I'm using the Over function from Piggybank to get the Lag of a row
res= foreach (group table by fieldA) {
Aord = order table by fieldB;
generate flatten(Stitch(Aord, Over(Aord.fieldB, 'lag'))) as (fieldA,fieldB,lag_fieldB) ;}
This works correctly and when I do a dump I get the expected result, the problem is when I want to use lag_fieldB for any comparison or transformation I get datatype issues.

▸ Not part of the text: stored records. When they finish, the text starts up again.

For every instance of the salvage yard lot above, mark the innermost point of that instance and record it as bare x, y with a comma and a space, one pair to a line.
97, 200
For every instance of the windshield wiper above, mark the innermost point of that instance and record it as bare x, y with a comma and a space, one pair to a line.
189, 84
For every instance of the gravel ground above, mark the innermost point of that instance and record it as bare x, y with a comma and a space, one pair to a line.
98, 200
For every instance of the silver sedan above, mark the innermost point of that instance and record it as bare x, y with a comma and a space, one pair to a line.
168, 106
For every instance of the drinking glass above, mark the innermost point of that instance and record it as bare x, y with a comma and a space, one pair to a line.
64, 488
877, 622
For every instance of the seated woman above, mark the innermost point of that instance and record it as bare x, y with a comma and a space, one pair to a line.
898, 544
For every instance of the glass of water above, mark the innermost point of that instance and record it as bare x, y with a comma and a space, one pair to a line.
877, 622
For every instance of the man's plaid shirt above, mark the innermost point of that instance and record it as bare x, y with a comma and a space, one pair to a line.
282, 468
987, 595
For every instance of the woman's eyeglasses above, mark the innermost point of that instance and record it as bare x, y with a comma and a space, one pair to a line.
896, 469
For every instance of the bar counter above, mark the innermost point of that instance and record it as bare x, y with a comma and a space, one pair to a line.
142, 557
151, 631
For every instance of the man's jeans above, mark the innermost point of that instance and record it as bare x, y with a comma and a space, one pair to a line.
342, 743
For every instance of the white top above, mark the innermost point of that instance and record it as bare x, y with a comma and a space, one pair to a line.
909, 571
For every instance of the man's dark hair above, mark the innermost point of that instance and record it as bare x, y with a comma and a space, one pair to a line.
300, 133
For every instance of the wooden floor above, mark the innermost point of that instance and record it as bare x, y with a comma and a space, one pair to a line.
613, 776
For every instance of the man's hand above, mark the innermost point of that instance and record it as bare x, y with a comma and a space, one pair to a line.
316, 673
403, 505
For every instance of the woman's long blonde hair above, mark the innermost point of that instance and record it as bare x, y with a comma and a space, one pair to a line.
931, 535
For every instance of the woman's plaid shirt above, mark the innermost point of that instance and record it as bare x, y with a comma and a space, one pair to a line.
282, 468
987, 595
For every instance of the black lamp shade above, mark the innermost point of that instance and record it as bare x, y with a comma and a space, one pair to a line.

If I do a describe it returns fieldA: long,fieldB: chararray,lag_fieldB: NULL
I'm new with PIG but I already tried casting to chararray and using ToString() and I keep getting errors like these:
ERROR 1052: Cannot cast bytearray to chararray
ERROR 1051: Cannot cast to bytearray
Thanks for your help
Ok after some looking around into the code of the Over function I found that you can instantiate the Over class to set the return type. What worked for me was:
DEFINE ChOver org.apache.pig.piggybank.evaluation.Over('chararray');
res= foreach (group table by fieldA) {
Aord = order table by fieldB;
generate flatten(Stitch(Aord, ChOver(Aord.fieldB, 'lag'))) as (fieldA,fieldB,lag_fieldB) ;}
Now the describe is telling me
fieldA: long,fieldB: chararray,lag_fieldB: chararray
And I'm able to use the columns as expected, hope this can save some time for someone else.